Gamble, the union’s first Black president, said when he was appointed that he wanted to turn over a clean union that was on solid footing by the time he leaves. He largely did that, Dziczek said, especially because he was able to avoid a threatened federal takeover due to the scandal.

Eleven union officials and a late official’s spouse have pleaded guilty in the corruption probe since 2017, including the two presidents who served before Gamble, Gary Jones and Dennis Williams. Both were sentenced to prison.

Not all of the convictions were linked. The first wave, which included some Fiat Chrysler employees, involved money paid as bribes from a Fiat Chrysler-UAW training center in Detroit. Jones and Williams were caught in an embezzlement scheme with the leaders taking thousands of dollars of union money to buy golf clubs, booze, lavish meals and to rent expensive villas in Palm Springs, California.

During the probe, Matthew Schneider, the former U.S. Attorney in Detroit who led the investigation, said the corruption was so deep that the federal government may take over the union.

But Gamble agreed to financial safeguards and a court-appointed monitor to oversee operations for six years, as well as an election for members to decide if they want to vote directly for union leaders rather than choosing delegates to a convention who would then pick the leadership. Normally the convention delegates voted for a new president chosen by the outgoing one.

That election must take place by Nov. 12 under a court agreement. If members approve direct voting, the election would have to happen by June of next year.

Although federal authorities continue to their inquiry, Schneider said in December he had no reason to investigate conduct by Gamble.

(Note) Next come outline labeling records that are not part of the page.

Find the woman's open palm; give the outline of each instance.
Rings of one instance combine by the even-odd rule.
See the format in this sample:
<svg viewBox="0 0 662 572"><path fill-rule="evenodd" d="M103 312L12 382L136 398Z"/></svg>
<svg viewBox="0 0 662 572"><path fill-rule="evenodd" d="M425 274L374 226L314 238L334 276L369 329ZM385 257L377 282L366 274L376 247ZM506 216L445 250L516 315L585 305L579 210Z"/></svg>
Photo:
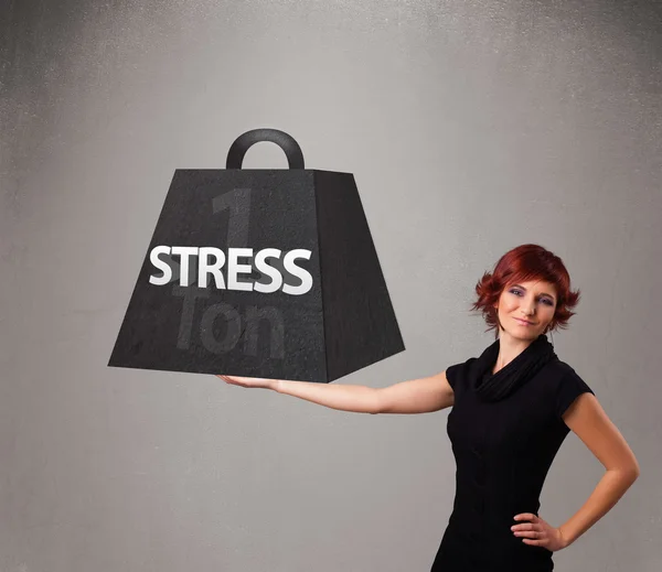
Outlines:
<svg viewBox="0 0 662 572"><path fill-rule="evenodd" d="M232 386L239 387L249 387L249 388L263 388L263 389L274 389L277 384L277 379L267 379L264 377L239 377L239 376L223 376L217 375L216 377L223 379L226 384Z"/></svg>

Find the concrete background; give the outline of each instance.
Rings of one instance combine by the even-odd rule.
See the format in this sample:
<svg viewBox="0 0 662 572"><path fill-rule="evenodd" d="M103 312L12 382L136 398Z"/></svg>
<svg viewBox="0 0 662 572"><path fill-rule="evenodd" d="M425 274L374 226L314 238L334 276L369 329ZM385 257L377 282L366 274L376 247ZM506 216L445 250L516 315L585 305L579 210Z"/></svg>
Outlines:
<svg viewBox="0 0 662 572"><path fill-rule="evenodd" d="M642 474L556 566L660 570L661 32L659 2L616 0L4 0L0 571L429 570L447 411L106 367L174 170L256 127L359 184L407 350L338 382L478 355L482 272L524 242L564 259L583 299L557 354ZM570 434L541 516L601 474Z"/></svg>

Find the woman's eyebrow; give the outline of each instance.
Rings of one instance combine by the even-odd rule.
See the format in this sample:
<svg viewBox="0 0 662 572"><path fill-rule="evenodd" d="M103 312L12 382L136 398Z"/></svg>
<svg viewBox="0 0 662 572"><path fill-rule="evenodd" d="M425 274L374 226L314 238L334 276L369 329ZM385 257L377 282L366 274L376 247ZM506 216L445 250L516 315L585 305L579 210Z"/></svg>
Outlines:
<svg viewBox="0 0 662 572"><path fill-rule="evenodd" d="M526 289L522 284L513 284L513 285L521 288L522 290L524 290L524 292L526 292ZM552 294L547 294L547 292L541 292L541 294L544 296L549 296L552 300L554 300L554 296Z"/></svg>

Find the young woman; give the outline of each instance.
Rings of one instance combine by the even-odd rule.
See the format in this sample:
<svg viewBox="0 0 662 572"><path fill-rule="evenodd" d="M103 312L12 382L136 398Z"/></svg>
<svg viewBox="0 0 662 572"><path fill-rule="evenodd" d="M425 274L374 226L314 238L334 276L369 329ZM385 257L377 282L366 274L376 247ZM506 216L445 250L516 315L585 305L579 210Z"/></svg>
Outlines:
<svg viewBox="0 0 662 572"><path fill-rule="evenodd" d="M579 300L563 261L536 245L506 252L476 287L496 341L446 371L386 388L218 376L343 411L427 413L452 407L453 510L433 572L548 572L552 553L600 519L639 476L639 465L592 390L559 360L546 333L564 328ZM538 514L545 476L574 431L606 468L560 527Z"/></svg>

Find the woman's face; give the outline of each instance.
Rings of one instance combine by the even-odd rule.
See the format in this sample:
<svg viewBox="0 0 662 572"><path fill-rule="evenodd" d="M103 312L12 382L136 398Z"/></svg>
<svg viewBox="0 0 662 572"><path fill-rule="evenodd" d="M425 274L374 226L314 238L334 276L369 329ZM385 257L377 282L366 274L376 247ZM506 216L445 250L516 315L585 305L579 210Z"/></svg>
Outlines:
<svg viewBox="0 0 662 572"><path fill-rule="evenodd" d="M556 303L554 284L532 280L504 288L495 307L499 322L506 333L517 339L533 341L552 322Z"/></svg>

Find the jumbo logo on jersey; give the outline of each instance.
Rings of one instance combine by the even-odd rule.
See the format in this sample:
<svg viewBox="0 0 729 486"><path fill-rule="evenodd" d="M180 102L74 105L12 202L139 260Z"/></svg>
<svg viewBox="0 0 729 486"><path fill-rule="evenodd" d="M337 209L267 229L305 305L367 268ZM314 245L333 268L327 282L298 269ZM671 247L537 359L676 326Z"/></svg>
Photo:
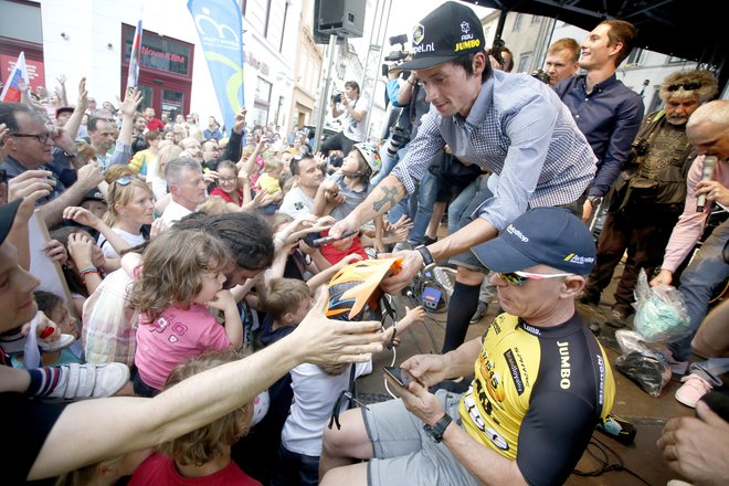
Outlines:
<svg viewBox="0 0 729 486"><path fill-rule="evenodd" d="M497 402L504 402L506 399L506 392L501 385L501 376L496 371L496 364L490 359L484 361L480 370L484 378L486 378L486 388L488 389L488 394L492 395Z"/></svg>
<svg viewBox="0 0 729 486"><path fill-rule="evenodd" d="M570 369L570 344L569 342L561 342L557 341L557 348L559 350L559 357L560 357L560 364L559 364L559 385L563 390L568 390L570 388L570 374L571 374L571 369Z"/></svg>

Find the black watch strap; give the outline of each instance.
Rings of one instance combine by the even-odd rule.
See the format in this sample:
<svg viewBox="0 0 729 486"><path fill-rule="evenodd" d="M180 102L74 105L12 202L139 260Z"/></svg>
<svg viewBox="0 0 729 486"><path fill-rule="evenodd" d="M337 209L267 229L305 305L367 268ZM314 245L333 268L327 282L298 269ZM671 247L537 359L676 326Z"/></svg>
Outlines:
<svg viewBox="0 0 729 486"><path fill-rule="evenodd" d="M451 425L451 422L453 422L453 419L451 419L451 415L446 413L435 423L435 425L423 425L423 430L437 444L443 440L443 434L445 433L445 430L448 427L448 425Z"/></svg>
<svg viewBox="0 0 729 486"><path fill-rule="evenodd" d="M423 257L423 267L429 268L430 266L435 265L435 261L433 260L433 255L431 254L431 251L427 250L425 245L420 245L415 246L415 250L421 254Z"/></svg>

During Gamble’s tenure, the union’s finances improved after paying 49,000 workers $250 per week during the GM strike, which cost the company around $4 billion.

The union ended 2019 with $1.1 billion in assets and just over $107 million in liabilities, according to forms filed with the U.S. Labor Department. But by the end of last year, assets grew to $1.13 billion and liabilities shrank to $101 million.

But UAW membership fell 5.5% from December of 2019 to the end of 2020, to just over 397,000.

Gamble joined the union in 1974, repairing welding machines in Ford’s Dearborn, Michigan, frame plant. He became vice president of the local union office, and twice served on a national team that bargained with Ford.